The Essentials of Taxes – Revisited

Things that You Need to Know About 1031 Exchange With 1031 exchange, investors have the ability to swap business assets with another business asset. The assets that are being swapped in normal circumstances will incur tax liability on any capital gains. If you meet the requirements of the section 1031 of the IRS tax code … Continue reading “The Essentials of Taxes – Revisited”

Things that You Need to Know About 1031 Exchange

With 1031 exchange, investors have the ability to swap business assets with another business asset. The assets that are being swapped in normal circumstances will incur tax liability on any capital gains.
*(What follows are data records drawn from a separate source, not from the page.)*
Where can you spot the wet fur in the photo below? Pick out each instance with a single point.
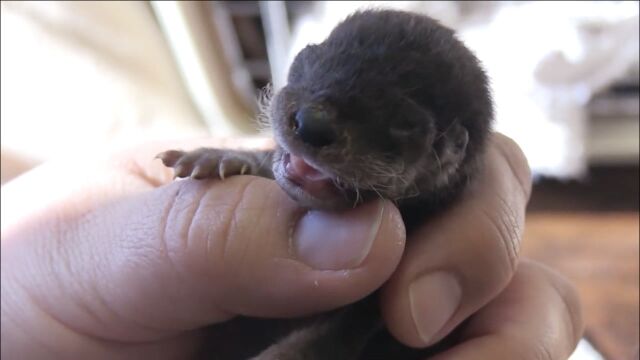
(413, 111)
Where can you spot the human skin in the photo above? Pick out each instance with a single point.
(108, 257)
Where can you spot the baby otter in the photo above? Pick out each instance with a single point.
(390, 105)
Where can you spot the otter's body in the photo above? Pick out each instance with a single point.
(391, 105)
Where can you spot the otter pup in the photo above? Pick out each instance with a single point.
(390, 105)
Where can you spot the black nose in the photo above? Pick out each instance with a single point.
(314, 126)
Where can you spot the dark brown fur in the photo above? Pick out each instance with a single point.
(406, 112)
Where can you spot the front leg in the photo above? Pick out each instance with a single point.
(206, 163)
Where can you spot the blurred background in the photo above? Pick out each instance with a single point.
(95, 75)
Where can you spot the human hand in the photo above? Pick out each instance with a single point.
(115, 260)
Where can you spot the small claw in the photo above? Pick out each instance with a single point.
(199, 172)
(170, 157)
(221, 171)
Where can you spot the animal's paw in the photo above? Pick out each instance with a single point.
(208, 163)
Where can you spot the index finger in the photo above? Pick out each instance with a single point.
(455, 263)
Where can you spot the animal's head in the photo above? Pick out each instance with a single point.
(387, 106)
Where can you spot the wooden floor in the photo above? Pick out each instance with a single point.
(589, 232)
(598, 252)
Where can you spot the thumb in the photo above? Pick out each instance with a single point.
(192, 253)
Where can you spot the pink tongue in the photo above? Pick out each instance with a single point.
(302, 169)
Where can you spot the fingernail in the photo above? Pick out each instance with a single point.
(337, 240)
(434, 298)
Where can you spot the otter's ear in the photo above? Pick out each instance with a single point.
(452, 145)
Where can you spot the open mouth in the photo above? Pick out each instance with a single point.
(310, 179)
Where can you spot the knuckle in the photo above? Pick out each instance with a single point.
(516, 160)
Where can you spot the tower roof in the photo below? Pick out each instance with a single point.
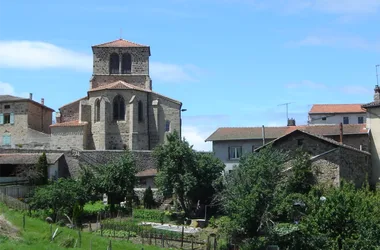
(121, 43)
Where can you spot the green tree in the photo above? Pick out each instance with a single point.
(191, 176)
(148, 198)
(117, 179)
(250, 192)
(42, 170)
(60, 196)
(176, 169)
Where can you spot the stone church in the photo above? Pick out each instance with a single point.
(120, 109)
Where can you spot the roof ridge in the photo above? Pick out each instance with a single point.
(120, 39)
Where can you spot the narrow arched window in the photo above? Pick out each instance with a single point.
(167, 126)
(140, 111)
(114, 63)
(97, 110)
(126, 64)
(118, 108)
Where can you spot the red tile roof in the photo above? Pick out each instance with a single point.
(251, 133)
(69, 124)
(118, 85)
(147, 173)
(336, 108)
(120, 43)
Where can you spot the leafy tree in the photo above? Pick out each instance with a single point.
(251, 190)
(117, 179)
(42, 168)
(176, 169)
(191, 176)
(60, 196)
(148, 198)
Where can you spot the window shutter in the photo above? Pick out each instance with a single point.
(12, 118)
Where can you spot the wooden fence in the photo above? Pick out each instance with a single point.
(12, 202)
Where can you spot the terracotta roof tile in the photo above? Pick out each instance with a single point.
(250, 133)
(69, 124)
(147, 173)
(316, 136)
(118, 85)
(336, 108)
(120, 43)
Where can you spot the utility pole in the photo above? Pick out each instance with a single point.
(287, 110)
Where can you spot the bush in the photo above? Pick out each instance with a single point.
(148, 215)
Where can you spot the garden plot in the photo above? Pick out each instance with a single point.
(173, 228)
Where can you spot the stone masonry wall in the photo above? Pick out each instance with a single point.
(70, 112)
(144, 159)
(139, 56)
(68, 137)
(141, 81)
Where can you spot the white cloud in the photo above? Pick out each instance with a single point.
(197, 138)
(173, 73)
(305, 84)
(8, 89)
(38, 55)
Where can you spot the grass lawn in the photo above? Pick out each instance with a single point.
(37, 236)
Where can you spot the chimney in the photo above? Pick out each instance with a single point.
(376, 97)
(291, 122)
(263, 133)
(58, 117)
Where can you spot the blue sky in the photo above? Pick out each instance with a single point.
(231, 62)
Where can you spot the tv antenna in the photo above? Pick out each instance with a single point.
(287, 109)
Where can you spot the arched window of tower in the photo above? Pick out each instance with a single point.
(126, 64)
(97, 110)
(140, 111)
(114, 63)
(118, 108)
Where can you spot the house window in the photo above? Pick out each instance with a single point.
(140, 111)
(6, 140)
(167, 126)
(235, 153)
(126, 64)
(118, 108)
(114, 63)
(7, 118)
(360, 119)
(346, 120)
(300, 142)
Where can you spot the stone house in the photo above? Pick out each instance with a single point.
(229, 144)
(24, 122)
(331, 160)
(12, 163)
(336, 114)
(120, 110)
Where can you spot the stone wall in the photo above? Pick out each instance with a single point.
(349, 164)
(139, 57)
(70, 112)
(74, 159)
(142, 81)
(39, 117)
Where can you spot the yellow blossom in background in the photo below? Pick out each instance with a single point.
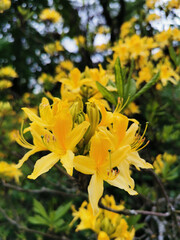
(145, 74)
(175, 33)
(152, 17)
(167, 73)
(151, 3)
(53, 48)
(132, 108)
(5, 84)
(107, 225)
(74, 81)
(4, 5)
(102, 47)
(157, 55)
(50, 15)
(173, 4)
(5, 108)
(163, 38)
(8, 72)
(9, 171)
(64, 65)
(44, 77)
(80, 40)
(103, 30)
(126, 27)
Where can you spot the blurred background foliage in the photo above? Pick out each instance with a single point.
(86, 34)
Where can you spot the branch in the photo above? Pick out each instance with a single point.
(134, 212)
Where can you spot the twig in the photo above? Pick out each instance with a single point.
(171, 208)
(134, 212)
(20, 227)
If you meet the requirements of the section 1031 of the IRS tax code you will have the ability to defer any tax liability as an investor. Seeking the advice of a professional that is well experienced to deal with transactions that deal with 1031 exchanges is very important before you start to undertake these transactions.

Knowing a few things before you try 1031 exchange yourself is important. It is imperative to know that 1031 exchange cannot be used for personal purposes. It is advisable to use 1031 exchange for the properties that are held for business and investment purposes. There are however exceptions to these rules, although personal residences don’t qualify, you can have the ability to exchange personal property like a personal piece of art.

In the 1031 exchange, there are properties that are exchanged, the properties exchanged need to be like-kind which means the properties that are similar in their scope and use. The 1031 exchanges do not take place simultaneously, this is something that you need to know. The fact that the 1031 transactions don’t take place at the same time, it is beneficial for the investor because he has enough time to buy the like-kind property after they have sold their current property. These types of exchanges are commonly referred to as delayed exchanges and you will need help from an intermediary that is qualified. The intermediary will be responsible for holding the money that you have been paid from the sale of your property, he will also be responsible for buying you the replacement property.

IRS normally give deadlines in the deferment of tax even if they allow you to defer your tax. IRS will set rules like the 45 day rule, in this rule, you are required to have found a replacement property after 45 days of selling your relinquished property. If you fail to do this, you will not be granted the exchange and you will be required to pay the taxes.

Naming of multiple replacement properties is allowed by the IRS, this is beneficial for you since you will be able to have a successful exchange. You are allowed to name the multiple properties as long as you are able to close on one in the set limit time. You will be required to close on your replacement property within 180 days after the sale of your relinquished property or your exchange will not be considered successful.